Kate Staples has a lovely piece called "Reading to my Son" that I want to think about more. I have found myself, as I think I've written here, choosing different stories for Nick than for Mariah, and I'm never quite sure if I'm responding to or shaping him as I do so. Staples' piece takes up some of the same issues and resolves them gracefully.

And I was really taken with pieces by both Susan O'Doherty and Catherine Newman about their sons' love of "girlish" things. Again, it's something I've thought about with Nick. When he was in pre-school, he used to insist on spraying some of my perfume on himself and putting on some of my lipstick every morning before I left him at the pre-school. Not only did none of the kids there every tease him about it, several of them used to crowd around me and ask for their own lipstick as well--both boys and girls. It always seemed to me that Nick was trying to keep a piece of me with him when I left, and I never denied him (though I did draw the line at painting other kids' lips chocolate or berry-colored).

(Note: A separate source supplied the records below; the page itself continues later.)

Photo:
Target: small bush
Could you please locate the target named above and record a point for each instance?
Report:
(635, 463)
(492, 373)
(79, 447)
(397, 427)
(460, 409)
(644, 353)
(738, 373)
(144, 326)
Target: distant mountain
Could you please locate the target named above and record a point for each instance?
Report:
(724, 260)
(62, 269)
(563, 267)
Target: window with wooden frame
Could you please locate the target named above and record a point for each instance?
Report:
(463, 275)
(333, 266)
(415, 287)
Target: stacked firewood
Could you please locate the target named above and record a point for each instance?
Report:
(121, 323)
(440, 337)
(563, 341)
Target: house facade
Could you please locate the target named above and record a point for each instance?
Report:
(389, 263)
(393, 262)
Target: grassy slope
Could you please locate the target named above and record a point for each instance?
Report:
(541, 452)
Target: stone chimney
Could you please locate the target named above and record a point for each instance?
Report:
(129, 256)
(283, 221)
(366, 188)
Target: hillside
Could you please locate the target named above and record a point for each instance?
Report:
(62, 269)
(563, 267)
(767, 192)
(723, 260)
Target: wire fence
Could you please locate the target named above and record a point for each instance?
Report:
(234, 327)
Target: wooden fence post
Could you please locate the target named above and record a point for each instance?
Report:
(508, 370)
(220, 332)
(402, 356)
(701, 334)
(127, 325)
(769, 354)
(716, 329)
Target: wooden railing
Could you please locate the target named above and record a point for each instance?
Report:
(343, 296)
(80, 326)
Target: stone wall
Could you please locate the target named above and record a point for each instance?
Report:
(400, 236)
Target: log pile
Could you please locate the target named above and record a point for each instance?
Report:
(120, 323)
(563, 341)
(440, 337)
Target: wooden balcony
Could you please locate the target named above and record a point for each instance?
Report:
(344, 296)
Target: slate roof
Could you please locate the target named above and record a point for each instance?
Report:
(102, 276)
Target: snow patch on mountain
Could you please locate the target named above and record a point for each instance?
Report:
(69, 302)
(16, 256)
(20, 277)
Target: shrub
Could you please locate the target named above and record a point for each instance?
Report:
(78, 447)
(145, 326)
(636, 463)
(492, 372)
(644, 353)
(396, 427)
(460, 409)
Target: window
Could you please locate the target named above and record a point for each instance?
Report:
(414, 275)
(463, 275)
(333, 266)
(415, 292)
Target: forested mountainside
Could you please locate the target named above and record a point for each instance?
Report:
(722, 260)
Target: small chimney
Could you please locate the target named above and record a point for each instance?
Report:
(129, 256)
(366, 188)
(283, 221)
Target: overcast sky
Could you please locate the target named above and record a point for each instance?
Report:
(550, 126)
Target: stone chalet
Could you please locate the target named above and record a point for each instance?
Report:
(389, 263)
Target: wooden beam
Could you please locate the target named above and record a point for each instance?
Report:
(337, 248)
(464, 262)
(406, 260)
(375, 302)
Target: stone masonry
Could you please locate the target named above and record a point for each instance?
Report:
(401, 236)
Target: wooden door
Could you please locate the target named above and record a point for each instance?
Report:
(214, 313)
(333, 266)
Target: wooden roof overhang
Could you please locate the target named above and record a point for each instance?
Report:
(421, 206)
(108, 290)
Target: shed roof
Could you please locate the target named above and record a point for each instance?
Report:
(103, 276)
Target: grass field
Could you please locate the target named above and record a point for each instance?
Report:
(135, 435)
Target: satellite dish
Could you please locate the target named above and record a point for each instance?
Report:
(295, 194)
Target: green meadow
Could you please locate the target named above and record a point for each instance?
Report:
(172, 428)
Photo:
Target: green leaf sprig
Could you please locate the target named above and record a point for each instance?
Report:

What I love about It's a Boy is the diversity of the stories--some of these boys remind me of my own, others not. All the mothers remind me of me, though, in their love for their sons and their ongoing reflections on what it means to raise them. It's a nice kind of reminder.

1 comment:

Anonymous said...

Beautifully said, Libby. I too see myself in other mother-writers, whether I agree with their point of view or not, whether I've had similar experiences or not. It amazes me that there are mothers out there who are able to raise their children *without* wanting--or needing--to write about it. I'm also in the middle of "It's a Boy," which is about the 12th anthology I've read this year. I just never get tired of them. There's so much to learn from them, both as a person and as a writer.